As mentioned above regarding rights and legitimate interests, Respondent holds each at-issue domain name passively. Respondent’s passive holding of the confusingly similar at-issue domain names indicates Respondent’s bad faith registration and use of such domain names under Policy ¶ 4(a)(iii). See VideoLink, Inc. v. Xantech Corporation, FA1503001608735 (Forum May 12, 2015) (“Failure to actively use a domain name is evidence of bad faith registration and use pursuant to Policy ¶ 4(a)(iii).”).

 

Next, Respondent’s passive use of the domain names may be characterized as a deliberate effort by Respondent to misdirect internet users seeking Complainant to inactive webpages. Such use disrupts Complainant’s business and is indicative of bad faith under Policy ¶ 4(b)(iii). See Love City Brewing Company v. Anker Fog / Love City Brewing Company, FA 1753144 (Forum Nov. 27, 2017) (Finding that Respondent disrupts Complainant’s business by pointing Internet users to an expired webpage. This may create the perception that Complainant is closed, never existed, or is not a legitimate business. Therefore, the Panel finds that Respondent registered and uses the disputed domain names in bad faith per Policy ¶ 4(b)(iii).).

 

Moreover, Respondent had actual knowledge of Complainant’s rights in the STATE FARM mark when it registered <statefarmcandiharris.com>, <candiharrisstatefarm.com>, <candiharristatefarm.com>, <andykellystatefarm.com>, <statefarmandykelly.com>, <rheacountystatefarm.com>, <daytontennesseestatefarm.com>, and <daytonstatefarm.net> as domain names. Respondent’s actual knowledge is evident given the notoriety of Complainant and its trademark, as well as given Respondent’s inclusion of the real names of two of Complainant’s agents in the domain names. Respondent’s registration of the at-issue confusingly similar domain names with knowledge of Complainant’s trademark rights in STATE FARM further shows Respondent’s bad faith registration and use pursuant to Policy ¶ 4(a)(iii). See Minicards Vennootschap Onder FIrma Amsterdam v. Moscow Studios, FA 1031703 (Forum Sept. 5, 2007) (holding that respondent registered a domain name in bad faith under Policy ¶ 4(a)(iii) after concluding that respondent had actual knowledge of Complainant's mark when registering the disputed domain name); see also, Univision Comm'cns Inc. v.
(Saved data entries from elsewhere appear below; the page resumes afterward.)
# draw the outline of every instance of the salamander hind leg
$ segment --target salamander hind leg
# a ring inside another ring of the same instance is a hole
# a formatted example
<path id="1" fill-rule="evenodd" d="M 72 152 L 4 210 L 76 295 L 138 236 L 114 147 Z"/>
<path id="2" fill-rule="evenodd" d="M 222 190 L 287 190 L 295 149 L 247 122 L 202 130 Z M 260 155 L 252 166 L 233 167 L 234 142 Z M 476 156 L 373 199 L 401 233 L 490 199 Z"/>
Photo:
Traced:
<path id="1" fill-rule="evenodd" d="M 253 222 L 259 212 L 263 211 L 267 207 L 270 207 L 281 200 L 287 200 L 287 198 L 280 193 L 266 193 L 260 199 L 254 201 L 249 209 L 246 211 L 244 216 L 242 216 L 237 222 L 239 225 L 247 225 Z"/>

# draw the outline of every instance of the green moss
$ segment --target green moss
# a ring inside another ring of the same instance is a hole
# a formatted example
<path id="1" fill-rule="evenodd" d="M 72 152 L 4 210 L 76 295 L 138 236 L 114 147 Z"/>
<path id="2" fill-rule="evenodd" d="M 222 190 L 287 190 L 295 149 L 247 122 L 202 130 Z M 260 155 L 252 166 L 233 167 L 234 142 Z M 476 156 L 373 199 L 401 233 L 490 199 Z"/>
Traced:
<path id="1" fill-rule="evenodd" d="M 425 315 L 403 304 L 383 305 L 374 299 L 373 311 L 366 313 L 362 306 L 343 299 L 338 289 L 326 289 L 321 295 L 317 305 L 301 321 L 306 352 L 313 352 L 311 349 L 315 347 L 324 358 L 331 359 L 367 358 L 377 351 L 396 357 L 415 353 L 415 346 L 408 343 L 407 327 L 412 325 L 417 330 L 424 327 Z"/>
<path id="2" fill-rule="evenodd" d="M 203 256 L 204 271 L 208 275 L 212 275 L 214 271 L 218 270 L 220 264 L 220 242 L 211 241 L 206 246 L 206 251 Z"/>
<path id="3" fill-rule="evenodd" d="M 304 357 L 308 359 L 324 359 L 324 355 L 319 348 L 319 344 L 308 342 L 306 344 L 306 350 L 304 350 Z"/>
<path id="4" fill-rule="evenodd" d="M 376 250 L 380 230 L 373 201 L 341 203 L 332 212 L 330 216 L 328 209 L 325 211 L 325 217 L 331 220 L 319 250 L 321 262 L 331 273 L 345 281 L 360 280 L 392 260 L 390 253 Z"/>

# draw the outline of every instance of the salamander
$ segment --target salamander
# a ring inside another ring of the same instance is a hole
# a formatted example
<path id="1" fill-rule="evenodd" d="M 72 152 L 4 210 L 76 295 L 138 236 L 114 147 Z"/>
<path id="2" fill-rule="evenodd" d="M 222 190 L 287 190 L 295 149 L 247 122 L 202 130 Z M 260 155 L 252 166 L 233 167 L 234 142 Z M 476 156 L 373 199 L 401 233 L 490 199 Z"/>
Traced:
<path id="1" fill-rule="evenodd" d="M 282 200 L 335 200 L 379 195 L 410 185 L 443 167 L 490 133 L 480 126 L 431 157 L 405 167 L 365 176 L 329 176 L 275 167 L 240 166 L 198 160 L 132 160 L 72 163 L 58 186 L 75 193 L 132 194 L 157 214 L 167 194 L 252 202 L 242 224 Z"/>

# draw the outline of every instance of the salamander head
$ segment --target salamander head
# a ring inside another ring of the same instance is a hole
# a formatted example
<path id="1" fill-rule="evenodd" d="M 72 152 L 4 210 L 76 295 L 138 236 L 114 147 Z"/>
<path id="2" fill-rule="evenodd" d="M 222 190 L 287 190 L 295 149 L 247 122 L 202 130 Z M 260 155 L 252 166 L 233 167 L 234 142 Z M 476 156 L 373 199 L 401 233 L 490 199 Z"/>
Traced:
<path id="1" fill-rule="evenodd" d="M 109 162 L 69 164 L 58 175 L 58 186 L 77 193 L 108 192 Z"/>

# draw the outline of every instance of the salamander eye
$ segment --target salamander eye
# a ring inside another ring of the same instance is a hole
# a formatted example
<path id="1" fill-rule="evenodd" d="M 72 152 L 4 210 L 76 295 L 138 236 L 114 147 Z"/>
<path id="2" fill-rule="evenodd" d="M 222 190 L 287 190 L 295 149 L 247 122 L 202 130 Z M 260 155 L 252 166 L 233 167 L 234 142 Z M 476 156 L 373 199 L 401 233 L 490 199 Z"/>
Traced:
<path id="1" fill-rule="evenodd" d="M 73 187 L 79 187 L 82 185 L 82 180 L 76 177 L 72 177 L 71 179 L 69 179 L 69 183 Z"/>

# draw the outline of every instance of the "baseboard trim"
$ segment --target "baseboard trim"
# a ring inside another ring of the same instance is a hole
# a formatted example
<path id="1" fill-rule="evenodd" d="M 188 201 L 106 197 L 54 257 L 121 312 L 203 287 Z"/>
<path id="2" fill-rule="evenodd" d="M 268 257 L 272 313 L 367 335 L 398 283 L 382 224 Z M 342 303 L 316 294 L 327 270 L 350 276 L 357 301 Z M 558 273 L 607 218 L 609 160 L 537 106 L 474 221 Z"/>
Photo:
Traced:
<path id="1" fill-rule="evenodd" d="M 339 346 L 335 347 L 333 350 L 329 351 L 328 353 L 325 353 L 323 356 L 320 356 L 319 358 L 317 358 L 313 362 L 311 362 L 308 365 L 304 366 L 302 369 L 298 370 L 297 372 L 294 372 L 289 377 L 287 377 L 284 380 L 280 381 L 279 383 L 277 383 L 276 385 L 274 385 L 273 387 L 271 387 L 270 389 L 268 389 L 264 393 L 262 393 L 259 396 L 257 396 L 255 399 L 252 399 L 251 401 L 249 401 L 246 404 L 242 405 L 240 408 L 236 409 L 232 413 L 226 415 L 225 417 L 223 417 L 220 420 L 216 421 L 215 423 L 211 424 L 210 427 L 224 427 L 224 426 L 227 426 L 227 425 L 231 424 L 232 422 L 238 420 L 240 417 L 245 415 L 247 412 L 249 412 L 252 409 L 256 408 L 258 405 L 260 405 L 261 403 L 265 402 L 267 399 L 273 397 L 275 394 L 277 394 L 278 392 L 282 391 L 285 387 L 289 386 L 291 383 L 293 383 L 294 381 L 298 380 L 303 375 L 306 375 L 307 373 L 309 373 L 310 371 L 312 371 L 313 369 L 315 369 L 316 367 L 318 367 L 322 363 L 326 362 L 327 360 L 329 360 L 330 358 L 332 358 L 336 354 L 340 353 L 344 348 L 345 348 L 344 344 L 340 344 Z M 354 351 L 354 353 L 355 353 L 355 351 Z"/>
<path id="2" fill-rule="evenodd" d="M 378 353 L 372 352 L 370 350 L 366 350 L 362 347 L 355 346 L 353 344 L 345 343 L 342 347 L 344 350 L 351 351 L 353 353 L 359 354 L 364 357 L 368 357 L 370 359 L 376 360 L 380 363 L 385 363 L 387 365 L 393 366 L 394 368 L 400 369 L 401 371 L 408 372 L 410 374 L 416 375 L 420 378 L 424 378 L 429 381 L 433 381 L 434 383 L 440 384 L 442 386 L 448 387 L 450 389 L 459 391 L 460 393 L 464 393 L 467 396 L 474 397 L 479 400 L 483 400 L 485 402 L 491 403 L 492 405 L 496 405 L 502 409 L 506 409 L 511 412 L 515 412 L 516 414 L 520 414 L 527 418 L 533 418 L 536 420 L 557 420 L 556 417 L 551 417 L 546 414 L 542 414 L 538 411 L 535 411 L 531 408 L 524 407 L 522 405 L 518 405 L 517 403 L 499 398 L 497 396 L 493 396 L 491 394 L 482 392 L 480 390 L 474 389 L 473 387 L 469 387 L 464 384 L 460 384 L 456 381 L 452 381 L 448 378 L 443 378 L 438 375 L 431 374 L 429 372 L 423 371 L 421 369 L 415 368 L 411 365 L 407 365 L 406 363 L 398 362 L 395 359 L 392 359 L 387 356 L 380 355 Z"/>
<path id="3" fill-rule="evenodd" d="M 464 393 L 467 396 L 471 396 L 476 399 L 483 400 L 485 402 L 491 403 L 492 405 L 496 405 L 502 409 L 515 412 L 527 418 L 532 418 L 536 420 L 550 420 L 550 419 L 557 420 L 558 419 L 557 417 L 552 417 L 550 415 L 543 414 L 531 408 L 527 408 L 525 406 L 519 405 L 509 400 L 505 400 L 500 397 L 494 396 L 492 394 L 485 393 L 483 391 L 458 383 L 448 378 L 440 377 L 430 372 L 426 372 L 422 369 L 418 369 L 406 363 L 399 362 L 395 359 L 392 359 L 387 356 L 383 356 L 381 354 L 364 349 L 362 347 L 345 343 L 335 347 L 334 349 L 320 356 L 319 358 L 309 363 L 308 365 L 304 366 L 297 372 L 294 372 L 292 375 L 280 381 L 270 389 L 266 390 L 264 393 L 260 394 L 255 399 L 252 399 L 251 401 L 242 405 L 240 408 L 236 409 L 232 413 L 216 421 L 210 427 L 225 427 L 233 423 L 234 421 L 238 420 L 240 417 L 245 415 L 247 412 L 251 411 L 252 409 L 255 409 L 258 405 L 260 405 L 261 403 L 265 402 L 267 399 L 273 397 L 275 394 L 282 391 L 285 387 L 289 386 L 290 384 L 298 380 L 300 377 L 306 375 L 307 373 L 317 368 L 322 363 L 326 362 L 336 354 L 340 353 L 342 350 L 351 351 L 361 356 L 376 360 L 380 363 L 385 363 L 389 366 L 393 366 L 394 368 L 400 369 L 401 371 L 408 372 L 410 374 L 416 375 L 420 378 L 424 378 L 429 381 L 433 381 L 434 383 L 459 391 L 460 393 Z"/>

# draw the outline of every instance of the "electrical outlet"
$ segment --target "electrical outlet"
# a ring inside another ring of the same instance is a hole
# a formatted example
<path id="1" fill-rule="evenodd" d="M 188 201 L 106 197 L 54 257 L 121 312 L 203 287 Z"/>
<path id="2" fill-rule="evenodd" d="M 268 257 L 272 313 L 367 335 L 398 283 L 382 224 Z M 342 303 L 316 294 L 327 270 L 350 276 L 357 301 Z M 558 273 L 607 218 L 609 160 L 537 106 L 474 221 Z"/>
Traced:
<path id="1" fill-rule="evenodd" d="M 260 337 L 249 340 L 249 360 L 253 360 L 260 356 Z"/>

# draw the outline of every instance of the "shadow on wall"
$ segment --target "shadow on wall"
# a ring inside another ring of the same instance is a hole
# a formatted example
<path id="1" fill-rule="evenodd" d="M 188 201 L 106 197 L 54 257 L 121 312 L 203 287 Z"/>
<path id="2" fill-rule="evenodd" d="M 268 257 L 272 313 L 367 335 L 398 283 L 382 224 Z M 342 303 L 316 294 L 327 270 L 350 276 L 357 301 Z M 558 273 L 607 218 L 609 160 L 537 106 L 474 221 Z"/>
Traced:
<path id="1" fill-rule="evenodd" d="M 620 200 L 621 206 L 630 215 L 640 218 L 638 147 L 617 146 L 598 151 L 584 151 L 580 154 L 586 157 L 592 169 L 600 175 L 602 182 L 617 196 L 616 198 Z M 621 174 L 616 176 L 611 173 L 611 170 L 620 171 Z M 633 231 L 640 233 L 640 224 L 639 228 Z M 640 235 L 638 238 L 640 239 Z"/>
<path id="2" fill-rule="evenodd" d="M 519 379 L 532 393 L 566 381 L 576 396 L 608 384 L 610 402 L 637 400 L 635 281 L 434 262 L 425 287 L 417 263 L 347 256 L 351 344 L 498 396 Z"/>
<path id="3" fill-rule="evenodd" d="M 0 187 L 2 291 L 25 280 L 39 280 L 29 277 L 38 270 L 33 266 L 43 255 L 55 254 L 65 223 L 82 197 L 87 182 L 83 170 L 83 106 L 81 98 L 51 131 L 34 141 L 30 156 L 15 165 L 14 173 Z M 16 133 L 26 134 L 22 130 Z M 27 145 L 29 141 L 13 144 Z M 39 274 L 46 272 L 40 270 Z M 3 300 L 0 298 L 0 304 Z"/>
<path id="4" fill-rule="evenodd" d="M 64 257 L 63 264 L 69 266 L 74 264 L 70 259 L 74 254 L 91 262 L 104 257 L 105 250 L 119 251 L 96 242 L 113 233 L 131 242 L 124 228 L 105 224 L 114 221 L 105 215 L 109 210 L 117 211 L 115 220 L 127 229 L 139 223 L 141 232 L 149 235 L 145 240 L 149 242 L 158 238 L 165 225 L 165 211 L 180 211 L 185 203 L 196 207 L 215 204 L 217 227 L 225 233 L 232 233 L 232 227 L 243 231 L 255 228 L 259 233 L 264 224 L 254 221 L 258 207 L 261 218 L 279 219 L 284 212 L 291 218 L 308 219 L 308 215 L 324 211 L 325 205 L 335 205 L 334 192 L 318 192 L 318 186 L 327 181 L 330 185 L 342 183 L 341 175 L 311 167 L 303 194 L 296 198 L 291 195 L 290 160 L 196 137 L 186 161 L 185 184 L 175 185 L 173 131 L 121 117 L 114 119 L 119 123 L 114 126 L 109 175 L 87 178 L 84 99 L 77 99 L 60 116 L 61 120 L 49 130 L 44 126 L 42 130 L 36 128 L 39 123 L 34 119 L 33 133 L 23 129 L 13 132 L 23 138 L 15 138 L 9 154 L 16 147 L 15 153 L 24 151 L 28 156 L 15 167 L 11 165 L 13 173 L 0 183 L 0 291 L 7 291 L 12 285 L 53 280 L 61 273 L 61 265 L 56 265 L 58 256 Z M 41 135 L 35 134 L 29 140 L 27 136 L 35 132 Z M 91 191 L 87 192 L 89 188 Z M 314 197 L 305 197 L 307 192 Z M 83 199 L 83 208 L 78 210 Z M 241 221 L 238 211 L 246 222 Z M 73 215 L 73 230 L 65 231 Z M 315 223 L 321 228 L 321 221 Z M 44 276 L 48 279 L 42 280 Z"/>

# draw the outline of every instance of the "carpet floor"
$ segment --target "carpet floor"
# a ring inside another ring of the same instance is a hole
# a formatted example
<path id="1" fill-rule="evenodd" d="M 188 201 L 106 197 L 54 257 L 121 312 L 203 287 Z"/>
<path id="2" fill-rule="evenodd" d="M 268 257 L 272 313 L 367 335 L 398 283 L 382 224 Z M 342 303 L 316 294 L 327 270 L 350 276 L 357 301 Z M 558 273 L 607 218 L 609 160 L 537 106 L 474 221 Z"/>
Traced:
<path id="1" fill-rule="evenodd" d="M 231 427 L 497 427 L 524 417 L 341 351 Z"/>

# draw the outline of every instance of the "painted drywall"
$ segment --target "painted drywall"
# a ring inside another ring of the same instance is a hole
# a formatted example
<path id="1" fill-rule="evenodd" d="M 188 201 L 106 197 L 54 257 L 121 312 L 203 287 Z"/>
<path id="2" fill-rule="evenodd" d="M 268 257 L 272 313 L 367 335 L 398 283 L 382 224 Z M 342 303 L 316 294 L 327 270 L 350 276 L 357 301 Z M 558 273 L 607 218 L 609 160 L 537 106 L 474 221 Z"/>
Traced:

Norte, FA 1000079 (Forum Aug. 16, 2007) (rejecting the respondent's contention that it did not register the disputed domain name in bad faith since the panel found that the respondent had knowledge of the complainant's rights in the UNIVISION mark when registering the disputed domain name).

 

While Complainant asserts that Respondent is using the at-issue domain names to offer life insurance products in direct competition with Complainant thereby further indicating Respondent’s bad faith registration and use of the domain names, Complainant does not evidence or explain how Respondent is using the at-issue domain names to do so given Complainant’s claim that the domains fail to address any content.

 

DECISION

Having established all three elements required under the ICANN Policy, the Panel concludes that relief shall be GRANTED.

 

Accordingly, it is Ordered that the <statefarmcandiharris.com>, <candiharrisstatefarm.com>, <candiharristatefarm.com>, <andykellystatefarm.com>, <statefarmandykelly.com>, <rheacountystatefarm.com>, <daytontennesseestatefarm.com>, and <daytonstatefarm.net> domain names be TRANSFERRED from Respondent to Complainant.